Note: This story appears in the Wednesday, Oct. 16 newspaper on Page A7.
JACKSON — A Jackson County bridge will soon be replaced, and other bridges in the county may also be addressed.
Jackson County Engineer Melissa Miller told The Courier that the Jackson County Engineer’s Office had been operating on a budget that had not increased since 2005.
Earlier this year, Gov. Mike DeWine signed a two-year state transportation budget along with an accompanying “gas tax” increase. House Bill 62 increases the gas tax by 10.5 cents per gallon, to 38.5 cents, which went into effect July 1.

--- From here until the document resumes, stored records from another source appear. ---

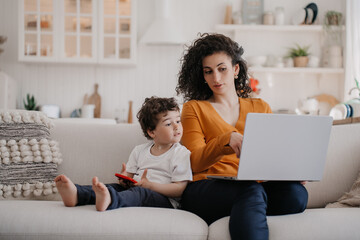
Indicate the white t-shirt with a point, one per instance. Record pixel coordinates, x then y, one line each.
171 166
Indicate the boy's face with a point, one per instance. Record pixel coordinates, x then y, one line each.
169 128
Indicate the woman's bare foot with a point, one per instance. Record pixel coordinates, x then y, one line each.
67 190
103 198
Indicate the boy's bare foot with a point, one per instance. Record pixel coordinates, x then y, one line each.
103 198
67 190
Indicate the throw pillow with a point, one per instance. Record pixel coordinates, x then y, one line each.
349 199
29 157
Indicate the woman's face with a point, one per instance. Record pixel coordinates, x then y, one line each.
219 73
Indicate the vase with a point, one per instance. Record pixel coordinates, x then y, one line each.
301 61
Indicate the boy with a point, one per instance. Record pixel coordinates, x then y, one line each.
161 167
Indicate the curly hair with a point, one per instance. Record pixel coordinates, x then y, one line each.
151 107
191 82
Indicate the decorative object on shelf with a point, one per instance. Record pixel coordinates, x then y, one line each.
306 15
313 62
333 18
279 16
228 14
237 17
332 26
312 11
253 11
253 84
349 109
268 18
130 113
94 99
332 49
326 102
2 40
30 103
300 55
308 106
355 88
87 111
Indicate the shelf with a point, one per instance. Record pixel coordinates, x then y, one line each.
271 28
297 70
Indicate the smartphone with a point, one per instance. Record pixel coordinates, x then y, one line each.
125 178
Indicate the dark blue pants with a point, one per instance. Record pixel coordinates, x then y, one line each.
121 197
246 202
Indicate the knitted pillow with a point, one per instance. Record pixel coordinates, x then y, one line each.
28 156
349 199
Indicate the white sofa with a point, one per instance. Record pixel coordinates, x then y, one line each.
99 149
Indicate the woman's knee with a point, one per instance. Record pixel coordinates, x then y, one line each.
299 197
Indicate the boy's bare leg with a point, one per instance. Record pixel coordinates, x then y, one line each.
103 198
67 190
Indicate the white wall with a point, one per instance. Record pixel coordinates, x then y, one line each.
155 73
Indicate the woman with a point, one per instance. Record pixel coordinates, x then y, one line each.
214 83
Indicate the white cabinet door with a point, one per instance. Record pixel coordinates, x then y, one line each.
117 27
78 31
37 30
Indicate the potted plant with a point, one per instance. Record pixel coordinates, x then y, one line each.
31 102
299 55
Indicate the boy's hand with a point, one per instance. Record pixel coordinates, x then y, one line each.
125 184
144 182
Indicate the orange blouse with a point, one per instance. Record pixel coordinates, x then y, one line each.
206 135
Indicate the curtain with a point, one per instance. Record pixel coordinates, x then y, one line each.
352 67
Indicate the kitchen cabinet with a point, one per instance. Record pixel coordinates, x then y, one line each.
283 87
78 31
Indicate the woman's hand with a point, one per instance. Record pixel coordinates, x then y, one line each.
236 142
144 182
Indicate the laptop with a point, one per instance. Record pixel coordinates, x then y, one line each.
283 147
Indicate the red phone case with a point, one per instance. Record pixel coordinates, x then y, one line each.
125 177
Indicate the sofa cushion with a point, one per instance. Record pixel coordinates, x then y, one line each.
50 220
315 224
349 199
341 168
28 156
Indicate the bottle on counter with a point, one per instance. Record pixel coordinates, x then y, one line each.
279 16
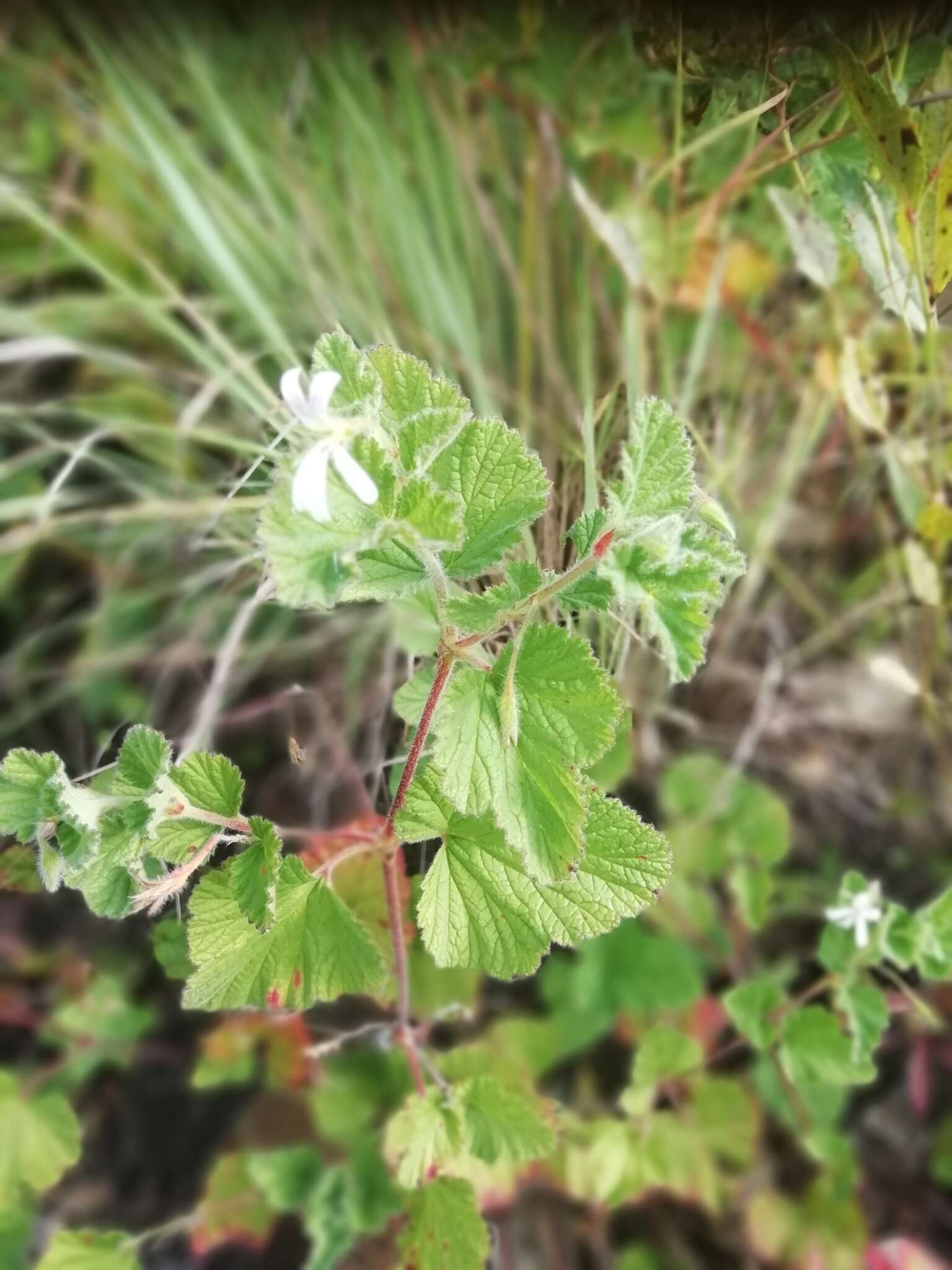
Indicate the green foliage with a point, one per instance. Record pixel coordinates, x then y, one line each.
314 950
444 1228
480 907
41 1139
531 853
89 1250
890 131
454 260
753 1006
728 825
254 874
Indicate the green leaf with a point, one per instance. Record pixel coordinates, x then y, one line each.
890 130
587 531
616 763
315 950
568 710
144 757
933 956
254 874
899 935
25 794
423 412
302 557
477 614
17 1225
676 600
479 907
284 1175
412 696
867 1014
663 1054
444 1228
656 470
432 515
814 244
815 1052
503 1123
588 592
107 887
232 1209
874 233
40 1142
335 351
503 487
104 881
209 783
179 837
50 865
18 869
328 1222
423 1137
728 1119
385 572
89 1250
169 939
751 1006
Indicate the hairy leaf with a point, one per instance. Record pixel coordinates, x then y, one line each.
889 128
143 758
568 710
423 1137
335 351
254 874
89 1250
587 530
40 1142
421 411
676 600
477 614
503 487
503 1123
656 470
25 793
315 950
444 1228
211 783
479 906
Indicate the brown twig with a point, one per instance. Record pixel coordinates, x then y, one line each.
403 1033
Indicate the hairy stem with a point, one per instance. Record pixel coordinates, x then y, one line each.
443 667
391 881
403 1033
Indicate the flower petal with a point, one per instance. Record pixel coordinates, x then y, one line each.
322 390
842 916
309 492
353 475
293 390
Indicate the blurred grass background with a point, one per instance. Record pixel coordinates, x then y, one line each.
187 203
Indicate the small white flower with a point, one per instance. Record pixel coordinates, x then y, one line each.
860 913
309 491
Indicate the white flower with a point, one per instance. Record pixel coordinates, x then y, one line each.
309 492
860 913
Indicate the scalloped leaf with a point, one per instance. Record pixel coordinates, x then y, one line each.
315 950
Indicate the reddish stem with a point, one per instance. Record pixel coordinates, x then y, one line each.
403 1033
443 668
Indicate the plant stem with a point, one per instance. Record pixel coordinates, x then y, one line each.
236 824
443 667
402 1032
391 882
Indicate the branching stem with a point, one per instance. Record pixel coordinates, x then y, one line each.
403 1033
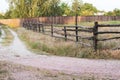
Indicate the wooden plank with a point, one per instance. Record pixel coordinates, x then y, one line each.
109 25
108 39
107 32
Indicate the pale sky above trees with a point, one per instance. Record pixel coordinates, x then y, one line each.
107 5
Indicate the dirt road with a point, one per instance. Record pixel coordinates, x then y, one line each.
18 54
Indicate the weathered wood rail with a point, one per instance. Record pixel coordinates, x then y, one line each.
96 33
73 31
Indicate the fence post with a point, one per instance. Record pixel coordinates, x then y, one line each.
95 33
52 30
65 33
42 28
76 31
39 27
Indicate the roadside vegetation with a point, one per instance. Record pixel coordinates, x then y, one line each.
8 36
46 44
11 71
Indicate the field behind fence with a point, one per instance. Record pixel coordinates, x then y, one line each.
60 20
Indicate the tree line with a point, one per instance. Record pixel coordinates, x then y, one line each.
38 8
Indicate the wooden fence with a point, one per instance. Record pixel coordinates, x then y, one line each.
73 31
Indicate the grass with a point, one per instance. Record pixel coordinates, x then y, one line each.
8 38
10 71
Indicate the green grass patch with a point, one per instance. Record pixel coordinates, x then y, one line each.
8 38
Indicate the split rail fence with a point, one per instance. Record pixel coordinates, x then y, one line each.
70 32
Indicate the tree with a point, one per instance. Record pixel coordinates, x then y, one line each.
115 12
1 16
76 6
88 9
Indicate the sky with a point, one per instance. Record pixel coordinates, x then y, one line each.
106 5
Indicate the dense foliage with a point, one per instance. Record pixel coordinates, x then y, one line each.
37 8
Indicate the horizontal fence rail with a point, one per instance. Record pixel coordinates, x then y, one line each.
73 33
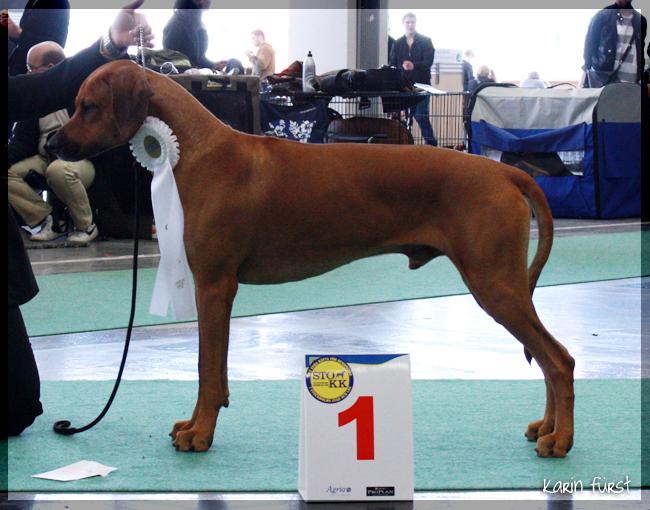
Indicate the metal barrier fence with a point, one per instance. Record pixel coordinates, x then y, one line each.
446 115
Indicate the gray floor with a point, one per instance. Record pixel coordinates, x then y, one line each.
447 337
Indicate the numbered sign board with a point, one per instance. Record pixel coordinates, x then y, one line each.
356 428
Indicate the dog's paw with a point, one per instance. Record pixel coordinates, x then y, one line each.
192 441
538 429
180 425
554 445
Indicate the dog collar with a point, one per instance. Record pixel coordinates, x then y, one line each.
154 143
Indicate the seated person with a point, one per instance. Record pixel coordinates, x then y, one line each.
69 181
532 81
483 75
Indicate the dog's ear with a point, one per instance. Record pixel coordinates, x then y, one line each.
131 92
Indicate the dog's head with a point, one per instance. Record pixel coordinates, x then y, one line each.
111 106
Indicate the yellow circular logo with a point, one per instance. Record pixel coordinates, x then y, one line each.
329 379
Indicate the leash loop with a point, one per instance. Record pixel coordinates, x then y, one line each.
63 426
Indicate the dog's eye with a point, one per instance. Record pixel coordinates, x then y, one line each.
86 108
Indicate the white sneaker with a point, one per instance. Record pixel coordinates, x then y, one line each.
47 233
83 236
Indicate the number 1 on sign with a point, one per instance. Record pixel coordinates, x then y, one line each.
363 412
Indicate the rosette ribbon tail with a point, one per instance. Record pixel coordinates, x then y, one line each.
173 286
155 147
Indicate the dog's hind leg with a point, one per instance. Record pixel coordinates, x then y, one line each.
495 271
514 310
214 302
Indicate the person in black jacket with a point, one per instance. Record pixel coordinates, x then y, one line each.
185 32
414 54
26 99
614 44
42 20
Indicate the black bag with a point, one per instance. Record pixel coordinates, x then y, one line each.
598 79
387 79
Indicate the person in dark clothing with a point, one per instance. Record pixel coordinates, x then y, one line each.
414 54
468 70
26 99
185 32
614 44
42 20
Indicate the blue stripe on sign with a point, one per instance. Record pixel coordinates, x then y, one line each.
359 359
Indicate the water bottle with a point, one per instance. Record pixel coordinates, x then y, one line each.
308 74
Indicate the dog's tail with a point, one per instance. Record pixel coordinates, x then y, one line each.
531 190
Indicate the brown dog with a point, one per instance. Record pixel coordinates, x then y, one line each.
263 210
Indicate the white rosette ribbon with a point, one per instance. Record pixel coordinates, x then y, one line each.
155 147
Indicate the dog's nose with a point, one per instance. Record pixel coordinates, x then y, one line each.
63 148
54 143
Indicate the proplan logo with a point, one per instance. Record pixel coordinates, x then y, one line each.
380 491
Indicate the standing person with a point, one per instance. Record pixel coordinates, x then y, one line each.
264 60
186 32
414 53
42 20
26 99
614 46
468 70
483 75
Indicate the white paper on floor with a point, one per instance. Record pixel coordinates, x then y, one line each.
77 471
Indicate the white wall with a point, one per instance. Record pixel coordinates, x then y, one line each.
329 33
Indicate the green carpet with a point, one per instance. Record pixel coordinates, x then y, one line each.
71 303
467 435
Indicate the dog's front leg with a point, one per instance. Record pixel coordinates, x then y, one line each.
214 301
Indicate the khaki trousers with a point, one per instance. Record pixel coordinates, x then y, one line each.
68 180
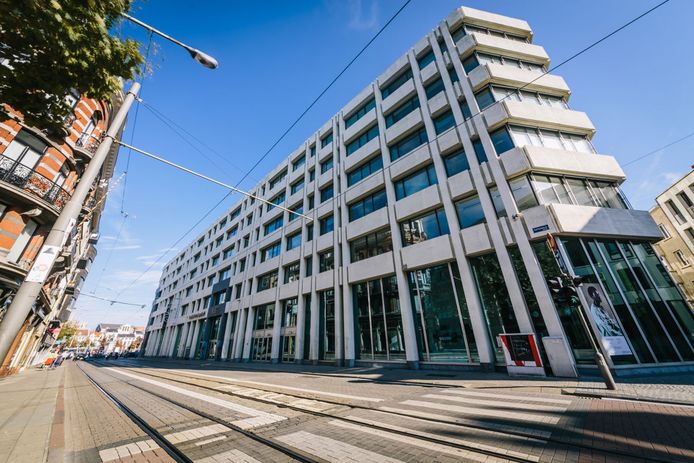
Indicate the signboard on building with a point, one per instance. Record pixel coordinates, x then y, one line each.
521 354
604 319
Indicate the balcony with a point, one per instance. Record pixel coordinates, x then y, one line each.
32 182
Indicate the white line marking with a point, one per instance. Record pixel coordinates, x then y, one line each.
333 450
259 417
417 442
474 393
496 403
290 388
483 412
490 427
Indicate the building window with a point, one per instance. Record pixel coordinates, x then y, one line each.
291 272
469 212
434 88
367 205
326 261
326 165
267 281
361 112
325 141
277 200
274 225
275 181
408 144
424 227
270 252
364 170
402 111
681 258
362 139
426 59
479 151
326 224
396 83
415 182
309 266
294 241
299 163
379 332
326 193
297 186
456 162
444 122
664 231
554 139
442 322
371 245
492 94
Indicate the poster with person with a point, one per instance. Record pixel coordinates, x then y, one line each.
605 320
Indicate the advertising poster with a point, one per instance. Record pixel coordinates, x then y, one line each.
605 320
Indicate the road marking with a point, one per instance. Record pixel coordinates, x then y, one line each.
483 412
496 403
333 450
290 388
444 437
127 450
195 433
506 396
258 417
492 427
230 456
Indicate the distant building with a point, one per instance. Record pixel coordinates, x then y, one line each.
674 214
115 337
38 174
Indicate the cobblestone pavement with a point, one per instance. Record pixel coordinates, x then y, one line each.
418 416
210 411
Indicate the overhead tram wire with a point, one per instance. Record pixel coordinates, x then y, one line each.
562 63
657 150
282 136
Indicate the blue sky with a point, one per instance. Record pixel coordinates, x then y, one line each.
276 56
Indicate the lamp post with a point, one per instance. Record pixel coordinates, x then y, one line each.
30 288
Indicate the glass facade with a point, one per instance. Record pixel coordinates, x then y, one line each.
378 322
444 331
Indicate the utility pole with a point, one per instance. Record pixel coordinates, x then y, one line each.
566 286
29 290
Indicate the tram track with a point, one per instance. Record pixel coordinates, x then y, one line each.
406 433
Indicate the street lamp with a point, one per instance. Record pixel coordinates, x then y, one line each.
199 56
30 288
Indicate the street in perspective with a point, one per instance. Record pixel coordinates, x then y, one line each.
346 231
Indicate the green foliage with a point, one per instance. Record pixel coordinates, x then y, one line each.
55 46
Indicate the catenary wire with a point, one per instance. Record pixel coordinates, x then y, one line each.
284 134
562 63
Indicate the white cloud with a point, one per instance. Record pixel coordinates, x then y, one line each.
360 18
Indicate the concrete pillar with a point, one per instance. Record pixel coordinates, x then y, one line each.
227 335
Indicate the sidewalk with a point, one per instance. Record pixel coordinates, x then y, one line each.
673 388
59 416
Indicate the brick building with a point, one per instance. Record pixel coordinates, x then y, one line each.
38 173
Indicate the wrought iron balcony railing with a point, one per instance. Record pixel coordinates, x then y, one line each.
32 182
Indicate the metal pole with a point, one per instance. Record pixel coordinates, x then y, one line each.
30 288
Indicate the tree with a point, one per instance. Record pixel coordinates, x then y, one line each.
50 49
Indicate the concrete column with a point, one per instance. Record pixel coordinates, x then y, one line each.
194 342
406 309
239 335
248 335
300 321
227 335
276 333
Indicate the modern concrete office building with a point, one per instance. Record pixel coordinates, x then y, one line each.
674 214
431 194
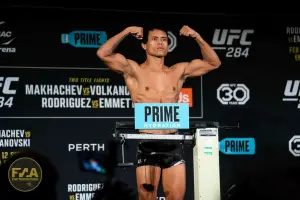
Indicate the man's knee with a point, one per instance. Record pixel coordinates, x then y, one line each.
146 195
174 195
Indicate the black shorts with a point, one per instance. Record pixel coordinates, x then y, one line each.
163 154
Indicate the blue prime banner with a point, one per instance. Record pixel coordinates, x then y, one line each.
237 146
161 116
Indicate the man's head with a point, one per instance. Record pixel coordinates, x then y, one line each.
155 42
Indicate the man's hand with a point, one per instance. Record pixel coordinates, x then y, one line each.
136 32
187 31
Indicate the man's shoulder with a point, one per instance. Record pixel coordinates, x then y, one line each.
178 67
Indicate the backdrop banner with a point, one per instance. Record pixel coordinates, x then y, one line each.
59 98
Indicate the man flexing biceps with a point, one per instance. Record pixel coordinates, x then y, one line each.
154 82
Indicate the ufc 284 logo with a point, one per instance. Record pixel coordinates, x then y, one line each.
236 42
292 91
7 91
294 145
233 94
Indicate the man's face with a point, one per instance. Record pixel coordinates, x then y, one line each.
157 44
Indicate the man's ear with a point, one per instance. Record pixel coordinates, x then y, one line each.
143 46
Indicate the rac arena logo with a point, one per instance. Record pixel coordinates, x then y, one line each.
25 174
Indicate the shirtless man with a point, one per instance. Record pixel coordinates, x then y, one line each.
153 82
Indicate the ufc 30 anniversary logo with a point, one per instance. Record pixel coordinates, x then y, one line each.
236 42
7 91
233 94
25 174
294 145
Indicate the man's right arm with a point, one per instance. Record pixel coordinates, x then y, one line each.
116 61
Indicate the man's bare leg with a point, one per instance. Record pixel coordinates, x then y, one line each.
147 175
174 182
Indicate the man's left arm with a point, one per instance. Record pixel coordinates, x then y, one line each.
199 67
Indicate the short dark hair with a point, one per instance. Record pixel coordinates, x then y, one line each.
148 28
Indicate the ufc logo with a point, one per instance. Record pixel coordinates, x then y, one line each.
294 145
227 37
292 91
5 83
24 172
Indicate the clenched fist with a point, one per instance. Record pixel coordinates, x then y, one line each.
136 32
187 31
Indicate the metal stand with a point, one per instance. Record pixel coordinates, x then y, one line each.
205 139
206 164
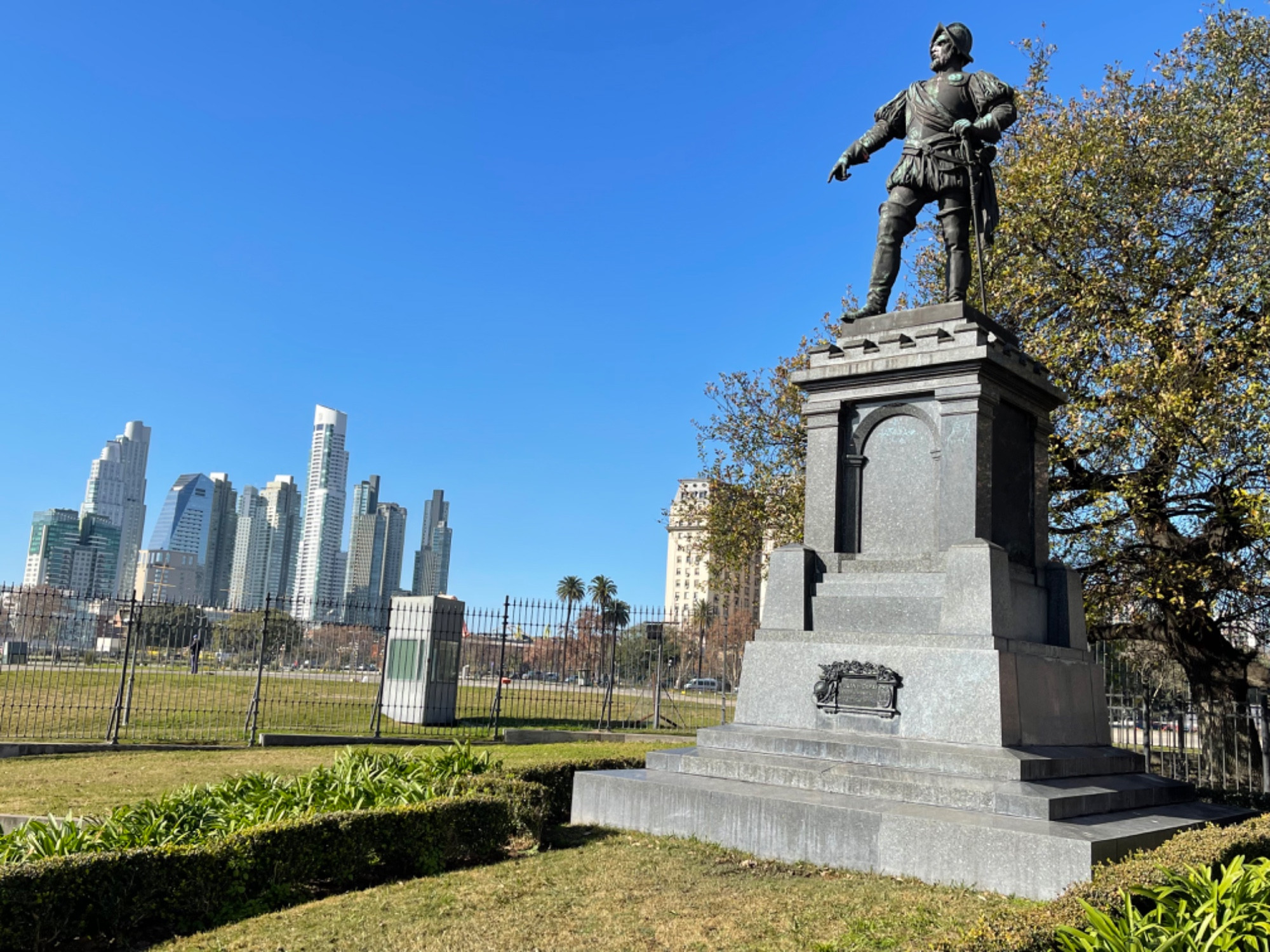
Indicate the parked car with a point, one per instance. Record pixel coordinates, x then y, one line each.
703 685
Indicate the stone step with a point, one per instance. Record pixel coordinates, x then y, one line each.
1033 764
1034 859
882 585
1047 800
905 604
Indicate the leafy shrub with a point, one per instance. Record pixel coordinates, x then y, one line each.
359 780
1193 911
1036 930
129 894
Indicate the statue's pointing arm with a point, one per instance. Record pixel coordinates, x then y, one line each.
995 105
888 125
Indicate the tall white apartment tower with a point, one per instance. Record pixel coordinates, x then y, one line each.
319 582
267 544
690 586
432 560
117 491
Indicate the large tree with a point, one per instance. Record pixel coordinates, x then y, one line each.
1133 258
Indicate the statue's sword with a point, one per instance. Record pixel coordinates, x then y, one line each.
979 227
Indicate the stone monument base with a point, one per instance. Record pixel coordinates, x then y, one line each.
1027 821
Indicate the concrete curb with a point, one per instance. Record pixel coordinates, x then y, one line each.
37 750
516 736
328 741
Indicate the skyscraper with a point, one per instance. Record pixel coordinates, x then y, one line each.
186 519
318 574
173 568
220 543
432 560
117 491
251 550
73 552
377 549
267 544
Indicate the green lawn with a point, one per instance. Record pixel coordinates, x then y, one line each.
93 784
166 704
603 890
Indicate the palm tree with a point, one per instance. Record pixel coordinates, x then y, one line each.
571 591
603 591
619 615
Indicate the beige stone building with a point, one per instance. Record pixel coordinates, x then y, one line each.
688 571
167 576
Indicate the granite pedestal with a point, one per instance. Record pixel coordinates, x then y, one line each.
920 699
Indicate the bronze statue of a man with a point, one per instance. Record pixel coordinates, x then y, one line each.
944 122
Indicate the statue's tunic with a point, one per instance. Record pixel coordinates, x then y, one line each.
924 116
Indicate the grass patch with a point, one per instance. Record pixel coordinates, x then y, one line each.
95 784
595 889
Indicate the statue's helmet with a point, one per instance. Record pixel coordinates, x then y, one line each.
961 36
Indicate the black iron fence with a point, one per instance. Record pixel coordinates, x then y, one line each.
1213 744
79 668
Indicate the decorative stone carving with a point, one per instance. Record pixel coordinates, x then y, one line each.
858 687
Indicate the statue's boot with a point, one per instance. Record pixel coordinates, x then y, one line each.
895 224
956 224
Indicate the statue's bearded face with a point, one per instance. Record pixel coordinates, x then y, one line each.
943 53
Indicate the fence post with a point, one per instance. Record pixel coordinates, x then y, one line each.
498 690
384 673
657 686
723 681
255 710
1146 718
133 672
112 731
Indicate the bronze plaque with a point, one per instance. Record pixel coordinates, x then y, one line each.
858 687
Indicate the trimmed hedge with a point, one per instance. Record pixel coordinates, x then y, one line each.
131 894
1033 930
125 896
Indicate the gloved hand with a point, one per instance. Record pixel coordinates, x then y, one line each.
855 155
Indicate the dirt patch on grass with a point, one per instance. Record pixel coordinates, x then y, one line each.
596 889
93 784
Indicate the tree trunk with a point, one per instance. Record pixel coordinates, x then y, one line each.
1217 671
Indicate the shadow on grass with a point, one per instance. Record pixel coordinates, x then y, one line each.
568 837
553 840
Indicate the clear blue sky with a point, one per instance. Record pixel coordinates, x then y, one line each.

The money is earmarked to be used to fund state and local highway and street improvements. Miller reported that her office wasn’t supposed to see money from the gas tax until October, but she received their first payment last month in September.
Miller stated she received $125,000; the gas tax increase should generate at least an additional $1.3 million per year for her budget.
The first bridge to be replaced using funds from the gas tax will be the bridge on CH&D Road (County Road 2) in Madison Township just north of Pyro Road (County Road 47). The failing bridge was closed in August. Miller told The Courier that she designed the CH&D Road bridge “in-house” in order to save the county money.
“We started working on the bridge on Oct. 7, but are now waiting on the concrete deck to come in,” stated Miller. “I am hopeful that I can get the bridge replaced before winter sets in.”
Miller said the CH&D Road bridge was the eighth bridge to fail in 20 months.
“We also have another bridge on Antioch Road that is closed,” she said. “It has a much lower traffic volume and a much smaller detour length than the CH&D Road bridge.”
She explained that she has applied for an Ohio Public Works Grant to replace the Antioch Road (County Road 12) bridge in Jefferson Township, which closed in May because it was also failing. Miller reported that she has had success in the past in getting this grant, but wouldn’t know if she’s getting it until January or February 2020.
Then the money would not be available until July 1, 2020.
Miller is very concerned about the public’s well-being and about the response time of law enforcement, firefighters, and EMS being impacted because of bridges being closed.
“That’s why I have diligently been trying to raise awareness, along with other county engineers, for years and years now,” stated Miller.
Miller said, “By law, I have to do an engineer’s estimate to prove the cost of a bridge replacement before I can proceed with the replacement with my employees. The law only allows me to replace a bridge if the total of the labor, the equipment, and materials all cost less than $100,000.”
If the estimate is more than $100,000, the project must be bid out to a contractor.
About 16 percent of Jackson County’s 264 bridges, according to Miller, have weight restrictions applied to them, and as far as she’s concerned, they all need to be replaced.
“As you can now imagine, the cost to replace all of the county’s failing bridges is astronomical,” stated Miller. “I apply for all available grant funding and often have multiple grants per project but I am still unable to keep up.”